蓮華の視線が、自分の胸元を凝視しているのに気づいたからだ。
「なっ!?」
先ほどの攻防で蓮華の剣閃が服を裂いたらしく、胸が露わになってしまっていたようだ。
胸の先端にある突起までが丸見えである。
美少年が慌てて胸を隠す。
その様子を見て、蓮華は確信した。
「微妙な胸の大きさ故に判断がつかなかったが、お主は少女であったか。拙者、勘違いしていたでござる」
「ぐっ……!! お、おのれ……!!!」
美少年改め美少女は顔を真っ赤にし、怒りに震えている。
どうやら胸を見られたことが、彼女にとっては何よりも恥ずかしかったらしい。
「恥ずかしがることないでござるよ。拙者も女、それにお主と同じ妖精族でござる」
蓮華が静かに慰める。
ヤマト連邦における妖精族――サザリアナ王国における通称エルフは、見目麗しい特徴を持つことで知られる。

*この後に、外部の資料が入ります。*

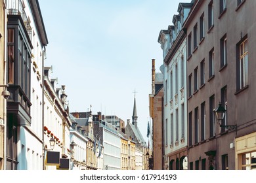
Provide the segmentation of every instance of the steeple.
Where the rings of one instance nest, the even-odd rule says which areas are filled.
[[[137,110],[136,108],[136,97],[135,97],[137,92],[135,90],[135,92],[133,93],[134,93],[133,113],[132,118],[133,118],[133,125],[134,125],[135,126],[135,128],[137,129],[137,119],[138,119]]]

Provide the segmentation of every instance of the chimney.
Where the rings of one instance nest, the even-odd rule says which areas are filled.
[[[66,86],[62,85],[61,87],[62,88],[62,92],[61,92],[60,99],[62,101],[62,104],[64,105],[66,103],[68,95],[66,94],[66,91],[65,91]]]
[[[101,112],[98,112],[98,119],[99,121],[101,120]]]
[[[155,94],[155,78],[156,78],[156,69],[155,69],[155,59],[152,59],[152,93]]]
[[[81,133],[81,129],[82,127],[81,126],[77,126],[77,131],[78,132],[79,132],[79,133]]]
[[[72,112],[72,113],[71,113],[71,114],[72,114],[73,116],[75,117],[75,118],[79,118],[79,114],[77,112]]]

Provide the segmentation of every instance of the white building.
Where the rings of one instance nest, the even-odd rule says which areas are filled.
[[[64,92],[64,87],[57,88],[57,80],[51,78],[53,72],[51,67],[45,67],[44,76],[44,97],[43,97],[43,142],[44,156],[49,151],[58,152],[58,158],[67,159],[70,158],[68,150],[70,148],[70,127],[71,120],[68,115],[68,110],[64,104],[66,95]],[[60,94],[61,92],[61,94]],[[55,141],[55,144],[53,150],[49,141],[52,138]],[[69,161],[62,159],[61,161]],[[58,165],[51,165],[46,161],[44,165],[45,169],[56,169],[60,168]],[[60,165],[61,167],[61,165]],[[68,167],[62,167],[68,169]]]
[[[186,40],[181,27],[191,7],[190,3],[180,3],[179,14],[173,18],[174,25],[169,25],[168,30],[161,30],[158,38],[163,57],[160,70],[163,74],[165,169],[187,167],[179,163],[183,162],[188,156]]]
[[[135,148],[135,170],[143,169],[143,152]]]
[[[115,127],[104,122],[94,122],[94,133],[102,137],[104,146],[104,169],[121,169],[121,137]],[[99,137],[98,137],[99,138]]]
[[[37,0],[5,2],[11,97],[5,169],[42,169],[42,76],[48,40]]]
[[[87,146],[88,138],[86,137],[85,131],[81,129],[70,128],[71,144],[71,161],[70,169],[86,170]]]

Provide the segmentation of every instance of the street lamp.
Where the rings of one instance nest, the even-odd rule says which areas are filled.
[[[148,152],[147,152],[146,153],[146,160],[148,160],[148,158],[149,158],[149,154],[148,154]]]
[[[74,146],[77,146],[77,144],[75,144],[75,142],[72,141],[72,142],[71,142],[70,144],[70,152],[71,152],[71,156],[70,156],[70,160],[72,161],[72,169],[73,169],[73,167],[74,167],[74,163],[75,163],[75,158],[74,157]]]
[[[53,139],[53,137],[51,137],[51,139],[49,141],[50,142],[51,149],[47,149],[47,145],[45,145],[45,151],[48,150],[53,150],[55,146],[55,140]]]
[[[214,110],[214,112],[215,113],[216,116],[217,122],[221,127],[224,127],[230,131],[235,130],[236,131],[236,124],[235,125],[223,125],[222,122],[224,120],[226,112],[226,110],[221,105],[221,103],[219,103],[219,107]]]
[[[7,90],[8,86],[9,86],[8,84],[0,85],[0,87],[5,87],[5,90],[3,90],[1,93],[2,96],[5,99],[8,99],[8,98],[10,97],[10,92]]]

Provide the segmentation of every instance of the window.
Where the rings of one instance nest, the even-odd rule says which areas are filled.
[[[210,122],[210,137],[215,135],[215,118],[214,110],[215,107],[214,95],[209,99],[209,122]]]
[[[244,1],[245,1],[245,0],[238,0],[238,7],[242,4]]]
[[[226,93],[226,86],[221,88],[221,104],[225,108],[226,111],[228,111],[228,100],[227,100],[227,93]],[[224,119],[224,120],[222,120],[222,124],[223,125],[226,125],[228,122],[228,114],[226,112]],[[221,128],[221,132],[224,131],[225,129],[224,127]]]
[[[223,170],[228,170],[228,157],[227,154],[221,156],[221,164]]]
[[[165,146],[168,145],[168,121],[165,119]]]
[[[198,24],[194,27],[194,50],[198,47]]]
[[[221,14],[226,8],[226,0],[219,1],[219,14]]]
[[[209,78],[214,76],[214,48],[209,52]]]
[[[193,169],[193,162],[189,163],[189,169],[192,170]]]
[[[188,114],[188,145],[189,146],[191,146],[192,145],[192,112],[191,111]]]
[[[184,58],[183,58],[183,56],[181,56],[181,87],[184,87],[184,76],[185,75],[184,73]]]
[[[179,110],[176,110],[176,141],[179,141]]]
[[[199,160],[196,160],[195,163],[196,170],[199,170]]]
[[[247,39],[242,39],[242,42],[236,46],[239,53],[237,60],[237,86],[238,90],[242,89],[248,84],[248,43]]]
[[[188,97],[192,96],[192,74],[188,76]]]
[[[200,16],[200,41],[204,38],[204,13]]]
[[[173,73],[171,71],[170,75],[170,95],[171,95],[171,99],[173,99]]]
[[[221,68],[226,65],[226,35],[221,39]]]
[[[175,94],[178,93],[178,63],[175,65]]]
[[[211,29],[213,26],[214,21],[214,13],[213,13],[213,1],[208,5],[208,29]]]
[[[201,104],[201,141],[205,140],[205,102]]]
[[[201,86],[205,83],[205,63],[204,59],[200,63]]]
[[[256,152],[247,152],[242,155],[242,169],[256,170]]]
[[[8,29],[8,83],[14,82],[14,29]]]
[[[184,138],[184,125],[185,125],[185,120],[184,120],[184,103],[181,105],[181,138]]]
[[[197,144],[198,143],[198,136],[199,136],[199,134],[198,134],[198,129],[199,129],[199,116],[198,116],[198,107],[196,107],[195,108],[195,119],[194,119],[194,134],[195,134],[195,144]]]
[[[202,169],[206,170],[206,159],[203,158],[202,159]]]
[[[191,33],[188,35],[188,58],[191,56]]]
[[[194,92],[198,90],[198,67],[194,70]]]

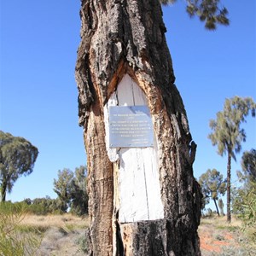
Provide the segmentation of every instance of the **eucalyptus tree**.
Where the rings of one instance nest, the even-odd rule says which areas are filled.
[[[207,201],[207,198],[213,200],[217,213],[219,216],[217,201],[219,195],[224,195],[226,192],[226,180],[223,179],[223,175],[216,169],[208,169],[201,175],[198,182],[201,187],[205,201]]]
[[[64,168],[62,171],[59,170],[58,179],[54,179],[54,191],[58,195],[62,212],[67,212],[70,207],[73,179],[73,172],[67,168]]]
[[[196,144],[175,85],[160,6],[174,2],[81,1],[75,76],[87,153],[90,255],[201,254]],[[189,15],[199,15],[208,29],[228,25],[219,1],[186,3]],[[113,148],[110,108],[131,105],[148,109],[153,143]]]
[[[0,131],[0,201],[5,201],[16,180],[33,171],[38,150],[20,137]]]
[[[210,120],[212,132],[208,137],[213,146],[218,147],[218,154],[227,154],[227,220],[231,221],[230,213],[230,180],[231,159],[236,160],[236,154],[241,150],[241,143],[246,141],[246,132],[241,127],[250,113],[255,117],[255,102],[251,97],[235,96],[226,99],[222,112],[217,113],[216,119]]]
[[[247,183],[256,182],[256,149],[243,152],[241,166],[242,172],[240,172],[240,177]]]

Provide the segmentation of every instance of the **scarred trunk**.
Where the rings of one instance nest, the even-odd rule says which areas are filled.
[[[192,169],[196,145],[192,141],[183,101],[174,84],[159,1],[84,0],[80,15],[82,39],[76,80],[79,124],[84,131],[89,172],[89,255],[201,255],[197,228],[201,193]],[[151,214],[153,211],[155,217],[148,213],[129,221],[122,210],[122,186],[125,175],[129,175],[125,168],[134,163],[125,162],[125,154],[141,155],[145,151],[119,148],[115,157],[111,157],[106,125],[111,101],[121,106],[119,97],[126,97],[124,90],[126,82],[122,82],[125,79],[131,80],[132,88],[138,87],[136,90],[143,95],[141,99],[150,110],[155,145],[148,154],[156,156],[155,163],[152,164],[157,168],[156,173],[152,175],[156,177],[154,182],[160,183],[161,205],[155,207],[160,208],[155,213],[148,207],[148,212]],[[134,95],[132,92],[133,97]],[[139,105],[136,100],[133,103]],[[139,172],[142,173],[139,177],[145,177],[139,181],[142,184],[147,183],[149,175],[147,168],[141,172],[146,164],[138,161],[137,171],[131,167],[135,174]],[[155,191],[157,186],[154,184]],[[143,188],[146,193],[142,191],[142,194],[148,200],[150,186],[145,184]],[[143,207],[142,210],[139,207],[135,214],[143,211]],[[120,212],[124,217],[119,216]]]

金髪碧眼が一般的で、風や植物系統の魔法や妖術を得意とする者が多い。
また、胸が控えめであることも種族の特徴だ。
貧乳を気にする者も中にはいるが、それもまた天性のものとして受け入れられている。
蓮華も例外ではなく、彼女自身がエルフであるため、相手の気持ちが分かる部分もあった。
しかし、慰めの言葉をかけられた本人は怒り心頭だ。
「黙れ! 紛い物が!!」
「なっ!?」
突如として美少女の剣閃が蓮華を襲う。
その動きは先ほどまでとは比べ物にならないほど速い。
(怒りで速度が増した!? しかし、紛い物呼ばわりされるとは……?)
蓮華は驚きつつも防戦一方の状態に追い込まれる。
彼女は相手の攻撃を慎重に見極めながら、次の一手を探ろうと集中を高めるのだった。